An introduction to the Report
Sunil Kumar M
The Hesaraghatta lake bed is facing another assault. Parts of the lake bed have become barren and are laid waste due to heavy vehicular movement on the lake bed. In this case most of the damage is due to nature photographers chasing migratory birds using cars and SUVs.
A rapid assessment of the impacts caused by nature photographers driving on the dry Hesaraghatta lake bed reveals a wide and extensive network of vehicle tracks amounting to about 43 km. About 136 ha of habitat was either lost or disturbed because of vehicular movement and on an average, 20 vehicles were found to be pursuing birds on weekends and holidays. If one considers the area coming directly under the wheel, it amounts to almost six standard football fields!
The assessment was carried out in December 2012 by independent researchers and students from St Joseph’s College using the plant line transect method, on-site measurements and imageries to assess the full-scale damage to the habitat.
“Apart from habitat damage, we also witnessed several incidents where unethical means such as chasing the bird till it was tired and reluctant to fly were being used to photograph birds, especially the rare, vagrant and migrant birds such as kestrels and harriers”, says Mr K S Seshadri who has worked on road ecology in other parts of the country.

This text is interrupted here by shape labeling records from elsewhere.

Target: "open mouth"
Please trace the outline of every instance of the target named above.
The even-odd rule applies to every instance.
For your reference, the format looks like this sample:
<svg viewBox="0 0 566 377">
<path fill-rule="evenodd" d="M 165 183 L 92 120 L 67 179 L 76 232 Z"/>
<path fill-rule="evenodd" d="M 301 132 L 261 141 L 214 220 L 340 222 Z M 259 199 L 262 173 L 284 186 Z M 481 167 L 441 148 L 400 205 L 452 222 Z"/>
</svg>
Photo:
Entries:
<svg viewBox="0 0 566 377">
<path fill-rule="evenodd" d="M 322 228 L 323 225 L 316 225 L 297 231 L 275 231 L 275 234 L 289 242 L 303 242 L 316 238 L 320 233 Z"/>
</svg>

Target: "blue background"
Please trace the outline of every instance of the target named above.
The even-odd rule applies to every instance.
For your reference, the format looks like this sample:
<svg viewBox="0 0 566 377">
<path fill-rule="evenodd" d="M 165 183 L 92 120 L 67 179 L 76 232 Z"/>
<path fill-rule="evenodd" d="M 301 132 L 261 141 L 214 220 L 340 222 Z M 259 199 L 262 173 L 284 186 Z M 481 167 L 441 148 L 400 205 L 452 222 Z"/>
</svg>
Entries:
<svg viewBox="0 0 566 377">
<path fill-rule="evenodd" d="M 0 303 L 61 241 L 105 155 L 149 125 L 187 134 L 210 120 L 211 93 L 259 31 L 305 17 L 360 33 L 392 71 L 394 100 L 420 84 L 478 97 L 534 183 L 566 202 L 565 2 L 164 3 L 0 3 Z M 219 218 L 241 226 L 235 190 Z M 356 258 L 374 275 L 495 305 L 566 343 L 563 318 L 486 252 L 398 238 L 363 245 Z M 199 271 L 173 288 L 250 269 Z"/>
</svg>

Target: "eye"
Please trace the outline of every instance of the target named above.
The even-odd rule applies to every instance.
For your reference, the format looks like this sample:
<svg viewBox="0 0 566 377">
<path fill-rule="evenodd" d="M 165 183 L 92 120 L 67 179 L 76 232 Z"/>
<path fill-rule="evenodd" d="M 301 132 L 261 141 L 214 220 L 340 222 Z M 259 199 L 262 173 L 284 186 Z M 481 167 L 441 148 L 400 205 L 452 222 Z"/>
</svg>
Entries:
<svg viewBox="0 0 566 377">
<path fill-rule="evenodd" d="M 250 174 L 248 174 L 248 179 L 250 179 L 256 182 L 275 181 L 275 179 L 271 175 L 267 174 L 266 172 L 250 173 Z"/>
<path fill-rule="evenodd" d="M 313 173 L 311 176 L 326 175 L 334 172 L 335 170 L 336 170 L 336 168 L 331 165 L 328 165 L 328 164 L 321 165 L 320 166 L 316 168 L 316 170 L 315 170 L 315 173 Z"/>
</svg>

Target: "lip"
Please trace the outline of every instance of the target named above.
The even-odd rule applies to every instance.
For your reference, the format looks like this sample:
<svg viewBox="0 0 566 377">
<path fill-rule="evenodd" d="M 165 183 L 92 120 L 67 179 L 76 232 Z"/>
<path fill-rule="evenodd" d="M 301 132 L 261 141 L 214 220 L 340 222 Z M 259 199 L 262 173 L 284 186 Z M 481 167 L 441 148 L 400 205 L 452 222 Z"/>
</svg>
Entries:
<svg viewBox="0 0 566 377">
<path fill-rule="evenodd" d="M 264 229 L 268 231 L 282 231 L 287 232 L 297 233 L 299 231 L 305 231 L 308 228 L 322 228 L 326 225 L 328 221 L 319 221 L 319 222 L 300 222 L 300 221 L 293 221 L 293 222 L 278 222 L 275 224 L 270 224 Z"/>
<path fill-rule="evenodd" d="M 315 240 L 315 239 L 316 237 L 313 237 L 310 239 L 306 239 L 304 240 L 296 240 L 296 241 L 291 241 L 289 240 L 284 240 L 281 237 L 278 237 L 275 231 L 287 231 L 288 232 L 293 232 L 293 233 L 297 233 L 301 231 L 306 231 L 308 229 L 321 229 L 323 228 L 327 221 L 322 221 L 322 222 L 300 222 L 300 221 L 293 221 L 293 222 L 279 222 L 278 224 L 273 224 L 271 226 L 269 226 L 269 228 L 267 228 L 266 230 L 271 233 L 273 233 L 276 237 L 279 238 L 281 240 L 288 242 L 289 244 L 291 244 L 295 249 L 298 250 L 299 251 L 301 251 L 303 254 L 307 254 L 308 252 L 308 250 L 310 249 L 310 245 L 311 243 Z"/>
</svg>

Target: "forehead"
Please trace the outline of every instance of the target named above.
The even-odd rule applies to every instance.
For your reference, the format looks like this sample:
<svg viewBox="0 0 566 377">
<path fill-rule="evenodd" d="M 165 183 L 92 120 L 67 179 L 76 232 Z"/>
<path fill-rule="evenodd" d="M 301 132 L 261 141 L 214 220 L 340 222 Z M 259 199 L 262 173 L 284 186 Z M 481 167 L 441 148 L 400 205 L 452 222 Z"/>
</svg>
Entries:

A rare species of butterfly the Lilac Silverline (Apharitis lilacinus) was observed and photographed after a span of 103 years, during the study by one of the students. Persistent off-road driving could also destroy this rare and such protected butterfly species in this area, apart from grasses and other smaller life forms.
Dr Krishna points out that this problem is not unique to Hesaraghatta. “It is already rampant in other lake beds and other wilderness areas where nature photography and eco-tourism exists. We need transparent and systematic damage assessment surveys everywhere, especially where vehicles are entering wilderness areas.”
The study recommends several methods to mitigate the impacts of this unregulated mode of operation. It stresses that self regulation is the best way forward (even though it has had limited success in the past) for the habitat, life-forms and for photographers.